Com o avanço da tecnologia e a necessidade de aproximar os continentes, grandes empresas aeronáuticas, principalmente americanas e europeias, como a Boeing e a Airbus, começaram a desenvolver grandes aviões com motores a reação para o transporte de passageiros. Graças a tudo isto ficou mais fácil atravessar os oceanos e os continentes. Estes aviões voam a grandes altitudes para economizar tempo e combustível atingindo velocidades que se aproximam a do som ( 80% a 90% da velocidade do som).
 
figura do site www.linuxworks.com 
Este Boeing 777 é um dos aviões mais modernos do mundo na atualidade.
 
  4.5. Tráfego aéreo:
 
Nos dias de hoje, a circulação de aviões é muito intensa, obrigando que vários órgãos em terra organizem o trânsito das aeronaves no ar e no solo.

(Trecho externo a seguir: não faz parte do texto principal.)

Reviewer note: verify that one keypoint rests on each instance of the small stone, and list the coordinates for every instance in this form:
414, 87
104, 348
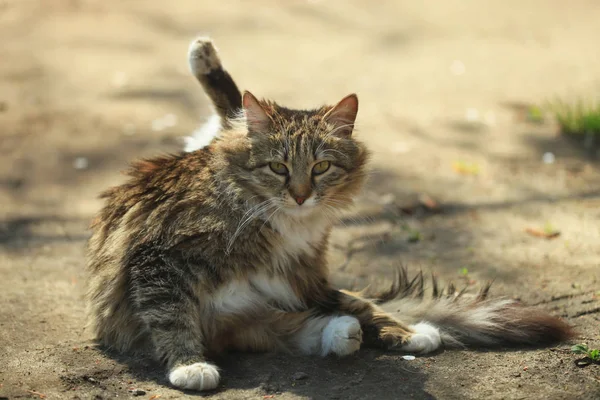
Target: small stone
298, 376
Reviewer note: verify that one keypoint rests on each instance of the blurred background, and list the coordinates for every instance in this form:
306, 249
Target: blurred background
482, 116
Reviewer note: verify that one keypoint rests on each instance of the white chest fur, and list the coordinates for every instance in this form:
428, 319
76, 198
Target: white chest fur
258, 292
298, 237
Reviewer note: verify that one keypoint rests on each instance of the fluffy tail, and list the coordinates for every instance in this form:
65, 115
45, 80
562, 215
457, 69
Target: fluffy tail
465, 319
216, 81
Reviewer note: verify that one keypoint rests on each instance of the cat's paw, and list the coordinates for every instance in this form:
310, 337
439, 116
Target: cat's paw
425, 339
198, 376
341, 336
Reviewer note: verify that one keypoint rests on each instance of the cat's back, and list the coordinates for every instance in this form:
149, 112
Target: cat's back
156, 198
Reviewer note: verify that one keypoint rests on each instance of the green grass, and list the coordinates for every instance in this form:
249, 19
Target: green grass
593, 354
577, 119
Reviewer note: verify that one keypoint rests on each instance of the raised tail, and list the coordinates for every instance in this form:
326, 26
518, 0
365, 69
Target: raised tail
216, 81
470, 320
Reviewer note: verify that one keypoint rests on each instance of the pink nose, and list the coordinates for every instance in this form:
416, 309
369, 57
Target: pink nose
300, 200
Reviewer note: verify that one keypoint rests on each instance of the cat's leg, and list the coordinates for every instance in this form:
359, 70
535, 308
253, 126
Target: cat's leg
165, 301
382, 330
314, 333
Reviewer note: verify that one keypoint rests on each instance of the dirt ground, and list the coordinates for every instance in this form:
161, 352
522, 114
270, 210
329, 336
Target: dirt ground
87, 86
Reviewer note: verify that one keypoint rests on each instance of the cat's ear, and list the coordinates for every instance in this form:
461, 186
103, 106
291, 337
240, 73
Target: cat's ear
343, 115
256, 117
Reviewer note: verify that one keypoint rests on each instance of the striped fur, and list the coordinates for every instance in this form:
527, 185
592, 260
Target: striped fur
214, 249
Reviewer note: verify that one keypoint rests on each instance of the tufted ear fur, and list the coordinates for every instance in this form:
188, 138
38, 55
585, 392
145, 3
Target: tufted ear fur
343, 115
257, 119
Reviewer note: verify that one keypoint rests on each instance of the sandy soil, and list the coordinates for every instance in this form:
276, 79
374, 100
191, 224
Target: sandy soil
81, 83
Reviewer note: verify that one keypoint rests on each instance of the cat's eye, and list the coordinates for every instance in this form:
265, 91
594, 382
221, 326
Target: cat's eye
278, 168
321, 167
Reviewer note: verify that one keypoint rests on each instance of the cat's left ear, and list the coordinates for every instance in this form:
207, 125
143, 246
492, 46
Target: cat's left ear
257, 119
343, 115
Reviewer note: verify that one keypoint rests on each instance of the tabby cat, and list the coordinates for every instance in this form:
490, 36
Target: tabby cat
224, 248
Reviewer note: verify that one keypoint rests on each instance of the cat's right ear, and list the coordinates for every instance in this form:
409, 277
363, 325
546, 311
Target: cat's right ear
343, 115
257, 119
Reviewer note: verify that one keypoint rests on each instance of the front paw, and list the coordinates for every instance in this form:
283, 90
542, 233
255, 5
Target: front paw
341, 336
198, 376
425, 339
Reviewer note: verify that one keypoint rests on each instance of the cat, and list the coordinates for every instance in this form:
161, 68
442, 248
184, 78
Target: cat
223, 247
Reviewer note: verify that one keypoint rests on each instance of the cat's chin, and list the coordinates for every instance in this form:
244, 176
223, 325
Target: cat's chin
300, 211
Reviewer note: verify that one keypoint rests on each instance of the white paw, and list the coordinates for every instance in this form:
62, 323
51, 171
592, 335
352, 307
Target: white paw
198, 376
425, 339
341, 336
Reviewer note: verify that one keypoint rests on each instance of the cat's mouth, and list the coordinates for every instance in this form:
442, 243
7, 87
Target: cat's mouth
303, 210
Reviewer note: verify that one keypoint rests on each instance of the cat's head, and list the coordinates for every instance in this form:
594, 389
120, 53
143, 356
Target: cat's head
302, 162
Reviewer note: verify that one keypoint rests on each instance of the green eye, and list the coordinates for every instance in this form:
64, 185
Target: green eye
321, 167
278, 168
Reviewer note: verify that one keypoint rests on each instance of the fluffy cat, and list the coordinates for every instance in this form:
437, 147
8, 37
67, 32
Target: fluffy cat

Quando um avião parte de um ponto para outro, o piloto precisa ter um plano de vôo que terá as informações sobre rotas a tomar e informes meteorológicos da origem e do destino, que serão importantes para a segurança de vôo.
Normalmente, cada região do país tem um órgão referencial que controlará os aviões em vôo, sabendo o ponto certo onde estão, tudo isso devido a informações de radares e de satélites. Quando a aeronave está próxima da origem ou do destino, ela é controlada pelo controle de aproximação ou pela torre de controle do aeroporto. Em alguns, o tráfego aéreo é tão intenso, que em uma mesma reta de aproximação para pouso, é possível que haja vários aviões. 
 
Figura do site www.transportes.gov.br  
Vista aérea do moderno aeroporto Salgado Filho na cidade de Porto Alegre. 
 
4.6. Segurança aérea:
 
As estatísticas mostram, que a probabilidade de acontecer um acidente aéreo é bem remota, perto do que acontece no trânsito de carros das grandes cidades. As pessoas que trabalham no meio aeronáutico devem seguir os regulamentos, de maneira muito rígida, pois qualquer descuido pode acarretar na perda de muitas vidas. Hoje em dia aviões são examinandos em intervalos de tempo determinados pelo fabricante, onde cada peça tem a sua vida útil. Os pilotos, antes de iniciarem na profissão passam por todo tipo de provas, precisando estar muito bem preparados para dominarem uma aeronave, sendo testados rotineiramente. Os controladores de tráfego aéreo exercem uma das mais importantes e estressantes funções, tendo que tomar de maneira cuidadosa as decisões de segundo a segundo sobre a condução das aeronaves.
 
Figura do site www.knies.org/
    












 A cabine do Boeing 767, tendo instrumentos de todo tipo para garantirem a segurança de vôo.